New York City’s subway map has been largely unchanged since 1979, when a committee led by the Metropolitan Transit Authority laid those now instantly recognizable colors over the streets of the five boroughs. But the map has had some real problems with readability for all of its 46 years, and it requires knowledge of express and local lines that most tourists simply don’t have. Now, finally, the MTA has given us a replacement: A shiny new early-’70s-inspired map of New York’s subways.
The new layout ditches the street map entirely, instead returning to the more abstracted view of the beloved 1972 map from Massimo Vignelli. Subway lines are no longer mapped out with exact curvature, but with lines as straight as possible. The lines also no longer merge when running together, leaving it unclear to newcomers which lines stop at which stations, but run as parallel groups that easily demonstrate whether you’re on the right train. It’s a map that’s both prettier and more legible.

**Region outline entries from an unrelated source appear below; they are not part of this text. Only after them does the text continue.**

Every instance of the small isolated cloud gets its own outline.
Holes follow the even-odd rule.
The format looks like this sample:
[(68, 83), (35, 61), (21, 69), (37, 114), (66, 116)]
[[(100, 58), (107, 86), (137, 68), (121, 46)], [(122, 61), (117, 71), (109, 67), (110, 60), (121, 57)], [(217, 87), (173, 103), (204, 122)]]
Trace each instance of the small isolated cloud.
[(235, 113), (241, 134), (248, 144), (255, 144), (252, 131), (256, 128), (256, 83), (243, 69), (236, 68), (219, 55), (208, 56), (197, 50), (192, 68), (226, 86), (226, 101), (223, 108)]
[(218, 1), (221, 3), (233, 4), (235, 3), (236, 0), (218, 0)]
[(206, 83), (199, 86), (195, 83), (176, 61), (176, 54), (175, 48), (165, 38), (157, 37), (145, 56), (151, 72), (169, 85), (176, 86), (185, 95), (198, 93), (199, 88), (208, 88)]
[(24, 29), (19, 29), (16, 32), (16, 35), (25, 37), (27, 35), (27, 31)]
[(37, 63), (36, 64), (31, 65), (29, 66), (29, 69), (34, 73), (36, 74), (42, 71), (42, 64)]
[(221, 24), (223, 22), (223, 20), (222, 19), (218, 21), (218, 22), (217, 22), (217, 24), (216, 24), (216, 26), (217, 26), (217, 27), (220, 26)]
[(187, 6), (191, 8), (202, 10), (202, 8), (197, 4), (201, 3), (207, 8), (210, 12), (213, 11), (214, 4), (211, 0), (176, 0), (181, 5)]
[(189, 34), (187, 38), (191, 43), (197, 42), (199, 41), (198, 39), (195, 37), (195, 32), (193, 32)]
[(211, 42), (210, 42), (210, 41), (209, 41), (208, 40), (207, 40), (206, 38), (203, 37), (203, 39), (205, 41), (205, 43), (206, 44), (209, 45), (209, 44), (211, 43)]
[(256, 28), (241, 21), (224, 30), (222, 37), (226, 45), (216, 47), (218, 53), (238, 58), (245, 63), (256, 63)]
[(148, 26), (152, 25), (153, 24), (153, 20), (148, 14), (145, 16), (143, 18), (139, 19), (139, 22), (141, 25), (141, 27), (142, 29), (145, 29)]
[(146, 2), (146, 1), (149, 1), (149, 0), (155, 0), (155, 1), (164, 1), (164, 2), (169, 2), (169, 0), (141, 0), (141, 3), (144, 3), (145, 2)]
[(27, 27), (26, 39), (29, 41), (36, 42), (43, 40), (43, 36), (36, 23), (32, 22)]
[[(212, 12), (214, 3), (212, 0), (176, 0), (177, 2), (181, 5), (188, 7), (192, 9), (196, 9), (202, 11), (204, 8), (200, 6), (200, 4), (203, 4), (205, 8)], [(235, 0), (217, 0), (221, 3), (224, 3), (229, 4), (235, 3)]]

The 1972 Vignelli map is a clear influence
The new map includes plenty of details the 1972 map left out — small, unimportant things, like Staten Island — but the earlier map’s influence is clear. The new map shares the Vignelli version’s basic shapes and angles, but introduces more contrast and clarity while preserving the modern color scheme. The new map even includes the Long Island Rail Road and Amtrak as intra-city transit options, in case you feel like spending extra to get from 34th Street to Jamaica.
The new design may not be perfect — the scale of the map underestimates how much walking is required to get around parts of Brooklyn and Queens — but it’s beautiful and useful enough that the little issues don’t seem like they matter. It’s really just such a gorgeous design. I want this new subway map as a wall print, a full back tattoo, or possibly both.